Workshop Demonstrates Industrys Range of Interests in Lost-foam Casting

Designers, product engineers, product managers, buyers, producers, equipment builders, and suppliers endorse gathering

The first designers’ workshop for lost-foam castings was declared a success by its co-sponsors, the American Foundry Society and the University of Alabama-Birmingham, Materials Science and Engineering Dept. A total of 119 participants from 80 companies and seven countries joined the event November 15 and 16, 2005, in Fond Du Lac, WI.

The attendees represented a wide variety of metalcasting interests, including casting designers, product engineers, product managers, buyers, producers of aluminum and iron castings, casting equipment builders, and consumable materials suppliers.

The workshop featured 16 tabletop exhibits, 16 presentations, and a tour of the nearby Mercury Marine lost-foam aluminum casting facility. (Mercury Marine’s operation solidifies aluminum castings under isostatic pressure.) Table-top exhibitors included product design engineers, product release engineers, lost-foam casting manufacturers, and equipment suppliers.

Potential casting buyers and designers were exposed to the entire lost-foam casting process, including a historic review, process steps, process advantages, design criteria, and case studies. Also part of the discussion were some visions of the future for the process.

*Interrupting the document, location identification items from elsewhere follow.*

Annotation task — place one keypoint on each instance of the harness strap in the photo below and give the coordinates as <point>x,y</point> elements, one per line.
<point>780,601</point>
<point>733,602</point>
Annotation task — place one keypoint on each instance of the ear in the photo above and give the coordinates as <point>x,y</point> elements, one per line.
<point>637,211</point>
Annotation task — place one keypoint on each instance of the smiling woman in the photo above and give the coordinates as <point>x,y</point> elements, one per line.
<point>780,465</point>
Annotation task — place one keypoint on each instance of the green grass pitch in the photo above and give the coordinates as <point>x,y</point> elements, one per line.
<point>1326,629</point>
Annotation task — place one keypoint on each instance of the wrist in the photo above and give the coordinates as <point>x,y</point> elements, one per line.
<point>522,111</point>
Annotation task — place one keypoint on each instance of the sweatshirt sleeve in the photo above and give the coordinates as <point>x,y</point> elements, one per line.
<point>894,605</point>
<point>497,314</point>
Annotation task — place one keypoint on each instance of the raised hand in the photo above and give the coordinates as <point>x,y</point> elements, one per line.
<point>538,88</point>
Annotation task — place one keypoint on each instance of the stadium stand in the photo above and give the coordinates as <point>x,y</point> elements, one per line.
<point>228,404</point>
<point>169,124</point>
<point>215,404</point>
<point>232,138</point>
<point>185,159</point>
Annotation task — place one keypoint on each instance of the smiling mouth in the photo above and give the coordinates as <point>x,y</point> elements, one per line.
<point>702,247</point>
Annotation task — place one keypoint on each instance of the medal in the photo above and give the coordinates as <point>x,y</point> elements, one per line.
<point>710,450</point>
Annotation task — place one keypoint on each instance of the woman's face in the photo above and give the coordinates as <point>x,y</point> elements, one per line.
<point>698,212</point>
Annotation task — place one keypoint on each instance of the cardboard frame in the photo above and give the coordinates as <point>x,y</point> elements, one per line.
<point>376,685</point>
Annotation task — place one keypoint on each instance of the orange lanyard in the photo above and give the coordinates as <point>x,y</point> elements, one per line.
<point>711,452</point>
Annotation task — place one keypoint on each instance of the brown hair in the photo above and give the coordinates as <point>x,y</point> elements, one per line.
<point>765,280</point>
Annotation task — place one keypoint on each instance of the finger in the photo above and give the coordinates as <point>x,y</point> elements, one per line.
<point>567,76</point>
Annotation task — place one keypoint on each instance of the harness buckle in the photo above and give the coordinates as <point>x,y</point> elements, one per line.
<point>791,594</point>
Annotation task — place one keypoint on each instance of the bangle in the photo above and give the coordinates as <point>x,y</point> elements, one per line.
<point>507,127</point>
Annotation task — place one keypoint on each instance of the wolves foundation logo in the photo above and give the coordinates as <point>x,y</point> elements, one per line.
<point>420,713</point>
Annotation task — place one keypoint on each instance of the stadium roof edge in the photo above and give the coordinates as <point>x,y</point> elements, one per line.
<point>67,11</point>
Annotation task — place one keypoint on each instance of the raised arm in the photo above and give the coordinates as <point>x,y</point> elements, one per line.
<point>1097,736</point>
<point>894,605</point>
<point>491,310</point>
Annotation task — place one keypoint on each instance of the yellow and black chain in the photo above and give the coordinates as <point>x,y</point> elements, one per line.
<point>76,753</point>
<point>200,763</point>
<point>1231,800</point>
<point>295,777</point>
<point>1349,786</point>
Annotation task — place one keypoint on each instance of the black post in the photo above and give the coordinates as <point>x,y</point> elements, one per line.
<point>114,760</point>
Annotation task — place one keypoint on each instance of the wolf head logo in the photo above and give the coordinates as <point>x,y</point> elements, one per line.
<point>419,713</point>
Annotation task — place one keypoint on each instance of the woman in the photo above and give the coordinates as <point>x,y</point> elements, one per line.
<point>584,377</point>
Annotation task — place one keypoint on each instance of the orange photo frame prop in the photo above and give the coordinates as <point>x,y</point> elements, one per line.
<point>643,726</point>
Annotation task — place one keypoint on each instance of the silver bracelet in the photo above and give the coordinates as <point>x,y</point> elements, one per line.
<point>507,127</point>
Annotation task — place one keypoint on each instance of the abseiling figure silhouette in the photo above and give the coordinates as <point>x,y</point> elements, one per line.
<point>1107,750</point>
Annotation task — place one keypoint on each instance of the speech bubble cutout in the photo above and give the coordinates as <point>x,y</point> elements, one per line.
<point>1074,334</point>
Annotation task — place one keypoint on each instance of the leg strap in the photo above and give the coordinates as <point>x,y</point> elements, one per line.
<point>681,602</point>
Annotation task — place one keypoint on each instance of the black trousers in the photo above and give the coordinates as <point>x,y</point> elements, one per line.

The Workshop also featured a contest that put lost-foam castings forward as one of several competing designs. Lost-foam castings offer designers and manufacturers an opportunity to consolidate multiple castings and stampings into one part, to cut down on machining and assembly, as well as overall casting weight. Specific examples were shown and discussed.

Attendees offered various comments about their expectations and reactions to the Lost Foam Workshop. “We would like our pumps to be more powerful, using the smooth surface of the lost-foam castings,” one engineer for a pump manufacturer explained to a producer of lost-foam castings.

A engineer for an electrical tool company explained he is working to reduce tool weight. “I hope our tools are as light as possible, so our customer can grab it easily in work. Lost-foam castings could help to save some pounds,” he said.

An aluminum casting producer observed, “I thought that the conference was one of the best that I have attended. I found it very informative, and we also picked up a couple of good leads.”

The Workshop seemed to initiate a surprising amount of new interest in the lost-foam process. Many applications were received after registration was closed, and some attendees decided to arrive without having registered. At the close of the event, many were asking when the next workshop will be held. (Planners report they are reviewing the post-conference surveys and checking schedules to determine their plans for the next Workshop staging.)

One benefit from the workshop was the way it brought the lost-foam casting producers into closer discussion with designers. With suggestions, concerns, and questions raised by the participants, researchers, suppliers, and casting producers, they may now work better together to meet the expectations of the designers, and bring more castings to the market. And, that renewed enthusiasm for the process may result in growth opportunities and renewed prosperity for the lost-foam casting segment.